In general, I don’t think any of these three things is reversible. The real issue is the extent to which we can live with relative decline, and adapt to it. By “we” of course I mean our political elites with their well-known weaknesses. But more generally, I think there is a risk that the incompetence of these elites, and their difficulty in facing reality, may lead to stresses that some part, at least, of the West may not survive.

 

  • China and Russia, the two emerging powers challenging U.S. and Western unipolar domination, have since the collapse of communism reconnected with their pre-modern cultural traditions: Confucianism for China, Orthodox Christianity for Russia. Why? Can the backward, literally “reactionary” return take root in a modern industrial society?

I’m not sure that these two countries (especially China) ever entirely abandoned their historical traditions, and of course the Chinese Communist Party is still in power, but I’m not really an expert on either country. As far as the West is concerned, we should not over-stress the idea of unipolarity. The West is divided on many issues (indeed, the US itself is divided on many issues, for that matter) and a great deal of what goes on below the surface of international politics reflects very complex multilateral dynamics. However, the West, and particularly the US, is inclined to see this situation in very stark terms, and often to believe that it has more power and influence than is actually the case. For this reason, the inevitable accommodation to a world where power is going to be differently distributed will be a problem for western elites.

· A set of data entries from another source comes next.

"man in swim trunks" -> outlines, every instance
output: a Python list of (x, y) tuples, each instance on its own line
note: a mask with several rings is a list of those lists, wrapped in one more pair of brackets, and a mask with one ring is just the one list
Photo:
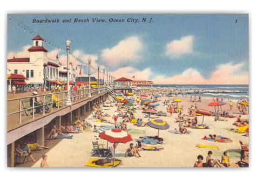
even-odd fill
[(126, 156), (132, 157), (135, 156), (136, 157), (140, 157), (138, 149), (133, 147), (133, 143), (130, 144), (130, 147), (128, 148), (125, 151), (125, 157)]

Just as we should not assume that the world is simply “unipolar” now, so we should not assume that it will be simply “multipolar” in future. I prefer to talk of power being “distributed” in different forms among different actors. Nonetheless, the two nations you mention (one could add India, and of course Korea and Japan have also retained their traditions) do have a solid civilisational base to fall back on. Until perhaps fifty years ago one could say the same of the West, but the whole point about modern Liberalism is, of course, that it is post-national, post-cultural, post-identity, and entirely technocratic in its concept and execution. I find it really difficult to see how you can build identity around a dogma which specifically denies identity. It’s not that people in the West have lost the urge to collective identity: the Coronation of King Charles III earlier this year was an example of how much ordinary people seek common points of reference. The problem is that, for all the different types of interest at the moment in traditional religions, in certain types of participative politics or in such issues as environmentalism, all of these are minority interests, and often in opposition to each other. Once you have destroyed traditions, I really don’t see that you can create new ones easily, or revive old ones. Indeed, the speed of the collapse of Communism in Europe is a good example of how quickly and irreversibly traditions not based on historical references can collapse. I can imagine reactionary politics in the sense you describe, but unfortunately there are likely to be a number of them, probably mutually hostile to each other, rather than a single one.